The fourth reason Australia has been able to survive the economic crisis was because of our terms of trade. We have had the benefit of a flexible exchange rate, an initiative undertaken by the Hawke government, with the support of the coalition, to float the Australian dollar. When the Australian dollar fell to 48c against the US dollar during the Asian financial crisis the coalition did not panic. It held its nerve and we maintained the dignity of an independent and floating exchange rate. That has delivered substantial benefit to this contentious mob, who actually do not understand the benefit of a floating exchange rate. When we were near parity with the US dollar it dropped to 60c at exactly the right time. It is back up to over 80c, and it has delivered the best terms of trade that anyone could have hoped for during an economic crisis. The terms of trade today are more favourable to the Rudd Labor government than they were at any time under the coalition. As of today the terms of trade are more favourable than the day we lost government in 2007.

The fifth reason why Australia has survived the global financial crisis is stimulus spending. I want to recognise that because we always have recognised it. Our difference with this government is that they have spent too much money. The best evidence that the stimulus package, the total government expenditure, has not delivered is that the economic results that they are claiming credit for are due to the simple fact that since the 2008 budget this government have announced $106 billion of new spending initiatives and 40 per cent of it kicks in after 1 July next year. So at the same time as interest rates are rising—according to the markets, they will be up 200 basis points around the middle of next year—40 per cent, $40 billion, of extra, new additional spending kicks in until 2013.

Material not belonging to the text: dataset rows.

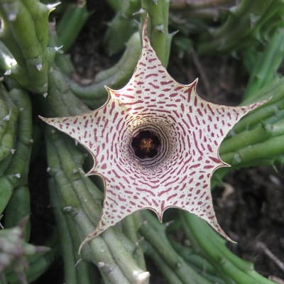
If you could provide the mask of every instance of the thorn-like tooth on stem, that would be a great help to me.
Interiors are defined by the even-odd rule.
[[[72,206],[65,206],[63,209],[62,211],[64,212],[70,212],[71,211],[73,210],[73,207]]]
[[[133,275],[136,278],[137,284],[144,283],[145,281],[150,277],[150,273],[148,271],[134,271]]]
[[[136,16],[136,15],[141,15],[142,13],[146,13],[146,10],[143,9],[143,8],[140,9],[138,11],[137,11],[137,12],[134,12],[132,15],[133,16]]]
[[[165,33],[165,25],[158,25],[155,26],[155,29],[160,31],[161,33]]]
[[[56,7],[61,4],[61,2],[56,2],[56,3],[53,3],[53,4],[49,4],[46,5],[46,8],[48,9],[48,11],[50,12],[52,12],[53,11],[55,10]]]
[[[13,22],[17,18],[17,13],[15,11],[10,12],[8,14],[7,18],[8,18],[8,21],[10,21],[11,22]]]
[[[15,153],[15,152],[16,151],[16,149],[11,149],[10,152],[12,155],[13,155]]]
[[[55,53],[63,53],[63,51],[62,50],[62,48],[63,48],[63,45],[55,46],[54,50],[55,50]]]
[[[171,38],[173,38],[178,33],[180,33],[179,30],[175,31],[173,33],[170,33]]]
[[[13,175],[13,176],[16,178],[21,178],[21,173],[15,173],[15,175]]]
[[[98,268],[101,268],[102,267],[105,266],[105,265],[106,265],[106,263],[105,263],[104,262],[103,262],[103,261],[99,261],[99,262],[98,263]]]
[[[78,266],[78,264],[79,264],[81,261],[82,261],[82,258],[79,258],[79,259],[77,261],[77,262],[76,262],[76,263],[75,263],[75,265],[74,266],[75,266],[75,267]]]
[[[241,162],[241,157],[239,153],[234,155],[234,160],[239,164]]]
[[[12,70],[11,69],[8,69],[8,70],[6,70],[4,72],[4,75],[11,75],[12,74]]]
[[[9,121],[10,120],[10,117],[11,117],[11,111],[9,114],[7,114],[6,116],[4,116],[2,120],[4,120],[4,121]]]
[[[41,63],[36,64],[36,68],[38,70],[40,71],[43,70],[43,65]]]

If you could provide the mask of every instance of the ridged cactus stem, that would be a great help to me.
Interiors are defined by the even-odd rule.
[[[151,45],[164,67],[167,67],[170,56],[173,35],[168,33],[169,0],[142,0],[141,7],[145,11],[142,18],[148,19],[148,36]]]
[[[217,269],[222,269],[237,284],[273,284],[273,282],[258,274],[253,263],[245,261],[232,253],[225,241],[197,216],[181,213],[185,233],[190,241],[198,244],[196,249]],[[187,234],[188,230],[190,234]]]
[[[275,77],[284,55],[284,31],[278,29],[274,33],[263,53],[251,71],[243,100],[257,94],[257,91],[267,84]]]
[[[266,40],[272,23],[280,26],[283,9],[278,0],[243,0],[229,11],[221,27],[201,38],[197,50],[201,54],[216,54],[251,48],[255,43]]]
[[[166,265],[175,271],[182,283],[210,283],[186,263],[185,260],[173,248],[165,235],[165,225],[159,223],[154,216],[146,210],[141,212],[141,219],[136,217],[140,233],[163,259]]]

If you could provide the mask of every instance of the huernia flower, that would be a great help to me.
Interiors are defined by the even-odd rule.
[[[196,80],[181,84],[168,73],[143,29],[143,49],[128,84],[106,87],[99,109],[75,116],[42,118],[89,151],[94,165],[87,175],[104,181],[100,221],[87,239],[98,236],[137,210],[149,209],[160,222],[175,207],[206,220],[225,239],[215,217],[210,178],[226,167],[219,148],[242,116],[263,102],[226,106],[206,102]]]

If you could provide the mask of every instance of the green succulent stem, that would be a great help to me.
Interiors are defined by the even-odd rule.
[[[58,189],[56,188],[56,183],[53,178],[49,180],[49,189],[50,201],[55,214],[57,228],[58,229],[58,236],[60,238],[61,253],[63,258],[65,281],[68,283],[84,283],[89,284],[92,281],[98,281],[98,279],[92,275],[92,281],[90,274],[87,268],[86,263],[79,261],[77,254],[77,247],[80,245],[80,239],[76,227],[74,226],[72,220],[69,220],[71,217],[67,214],[64,214],[61,210],[60,197],[58,195]],[[79,243],[79,244],[78,244]],[[76,267],[75,269],[70,269],[70,267]]]
[[[197,50],[202,54],[222,54],[251,48],[267,40],[271,30],[282,26],[283,9],[283,4],[278,0],[242,0],[229,10],[222,26],[200,39]]]
[[[198,244],[195,248],[217,268],[224,271],[236,283],[273,284],[253,269],[253,263],[245,261],[232,253],[225,241],[204,221],[194,214],[181,213],[185,233],[191,241]],[[190,230],[190,233],[188,231]]]
[[[17,62],[8,75],[29,90],[45,93],[55,50],[48,47],[47,6],[39,1],[4,0],[0,15],[4,23],[0,38]]]
[[[80,178],[78,170],[82,165],[76,165],[73,158],[78,156],[75,146],[72,147],[70,142],[64,141],[56,133],[48,133],[47,141],[50,173],[53,175],[58,188],[61,209],[69,212],[77,229],[83,233],[80,236],[84,239],[94,230],[97,224],[96,217],[99,217],[101,207],[93,200],[85,182]],[[85,246],[89,246],[92,261],[98,266],[104,278],[111,283],[136,283],[138,279],[141,279],[141,283],[145,283],[147,274],[126,250],[120,241],[121,237],[118,238],[113,229],[109,229],[102,236],[90,241]]]
[[[170,1],[141,0],[141,8],[148,14],[148,36],[162,65],[167,67],[173,35],[168,33]],[[142,14],[143,22],[146,13]]]
[[[90,108],[98,108],[107,99],[107,92],[104,87],[111,88],[123,87],[131,77],[141,52],[141,39],[138,33],[135,33],[127,42],[124,53],[119,62],[111,68],[98,73],[93,84],[82,86],[72,79],[68,79],[69,87],[74,94]]]
[[[264,52],[259,54],[256,64],[253,65],[243,100],[257,94],[258,89],[275,77],[283,59],[283,44],[284,31],[280,28],[274,33]]]
[[[140,226],[139,232],[170,269],[175,271],[182,283],[210,283],[190,267],[173,248],[166,236],[165,225],[160,224],[155,217],[146,210],[141,212],[141,216],[143,218],[136,221]]]
[[[134,13],[140,8],[140,0],[121,0],[119,10],[108,23],[104,43],[106,53],[111,56],[121,51],[131,35],[138,30]]]
[[[86,2],[70,4],[57,26],[59,45],[63,45],[65,52],[72,46],[90,16]]]

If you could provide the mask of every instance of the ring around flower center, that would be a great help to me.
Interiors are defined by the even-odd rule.
[[[159,151],[160,140],[155,132],[143,130],[133,138],[131,145],[137,158],[155,158]]]

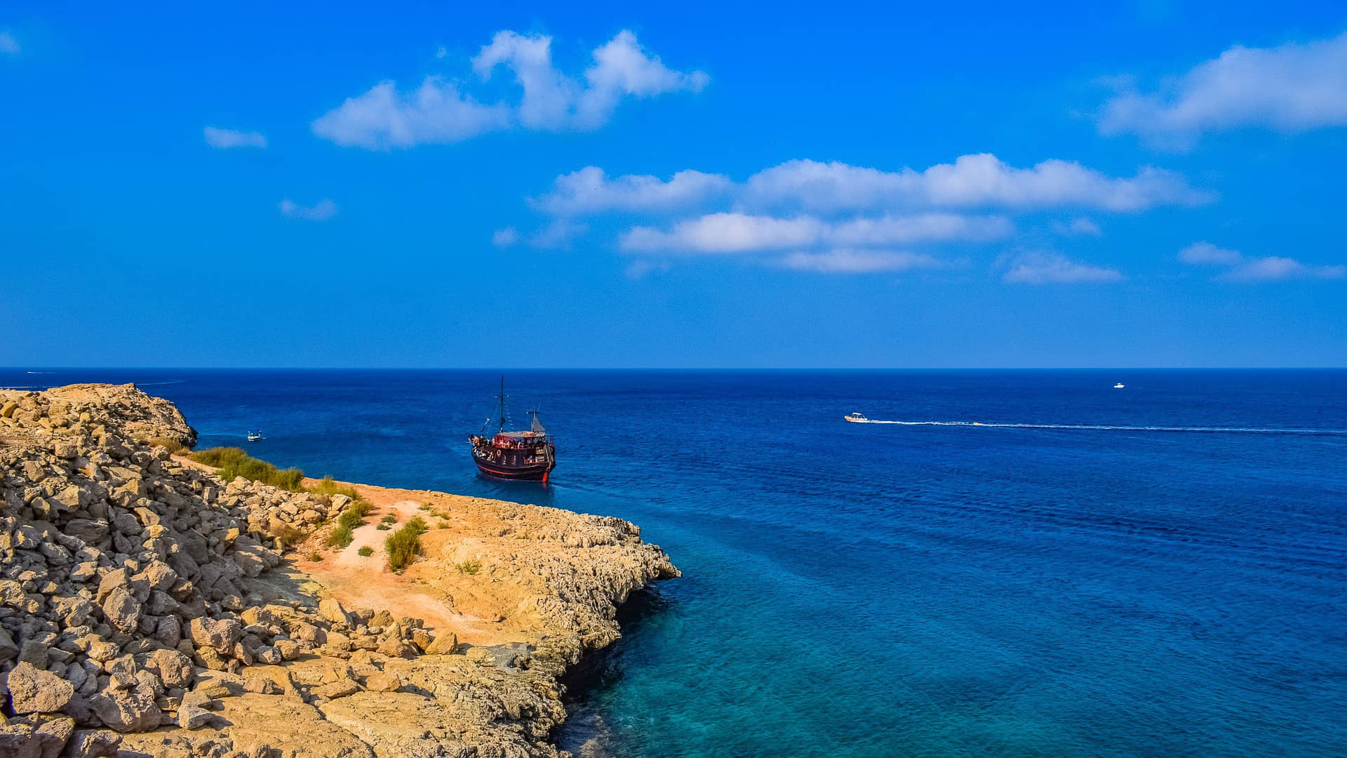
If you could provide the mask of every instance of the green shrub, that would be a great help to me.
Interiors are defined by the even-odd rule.
[[[420,535],[426,530],[416,527],[415,522],[418,521],[420,519],[414,518],[407,522],[407,526],[389,534],[388,540],[384,541],[384,550],[388,553],[388,568],[403,571],[420,554]],[[422,522],[422,527],[424,527],[424,522]]]
[[[213,465],[220,469],[220,477],[225,482],[236,476],[299,492],[303,490],[304,472],[298,468],[279,469],[264,460],[257,460],[242,448],[210,448],[189,456],[197,463]]]
[[[338,523],[337,527],[327,534],[327,545],[331,548],[345,548],[350,545],[350,541],[354,540],[350,531],[352,529],[349,526]]]
[[[299,545],[304,540],[304,533],[290,526],[288,523],[280,523],[271,531],[280,544],[287,546]]]
[[[333,480],[333,475],[326,475],[308,488],[310,492],[315,495],[346,495],[352,500],[358,499],[360,495],[356,492],[354,487],[343,487]]]

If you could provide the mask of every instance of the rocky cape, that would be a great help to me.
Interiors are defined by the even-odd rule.
[[[129,384],[0,390],[0,758],[564,755],[558,678],[678,576],[621,519],[365,486],[327,548],[356,500],[194,442]],[[431,523],[404,572],[380,517]]]

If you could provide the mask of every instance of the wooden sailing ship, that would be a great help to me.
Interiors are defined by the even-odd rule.
[[[543,429],[539,421],[539,411],[531,410],[532,424],[524,432],[505,430],[505,378],[501,378],[500,417],[496,425],[496,434],[486,437],[486,428],[492,418],[486,419],[482,430],[467,438],[473,446],[473,463],[477,469],[486,476],[496,479],[519,479],[527,482],[547,482],[556,468],[556,445],[552,437]]]

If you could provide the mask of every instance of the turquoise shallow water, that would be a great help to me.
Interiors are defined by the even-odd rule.
[[[686,576],[571,677],[572,750],[1347,754],[1347,371],[512,372],[548,488],[475,475],[490,372],[0,371],[79,380],[314,475],[640,523]]]

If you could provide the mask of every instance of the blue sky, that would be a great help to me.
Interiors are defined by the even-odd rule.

I say to the Labor Party: stop spending the money. It is not yours; it belongs to taxpayers, and they are going to have to pay it off for years to come. If you stop spending so much money, it will put downward pressure on interest rates. At the moment your spending is putting upward pressure on interest rates. It is going to lead to higher taxes, and Australians are going to have seven years of deficit to pay for one quarter of negative economic growth. The Labor Party’s contempt for the taxpayers of Australia is legendary, but they are taking it to an all-time high with this massive spending binge.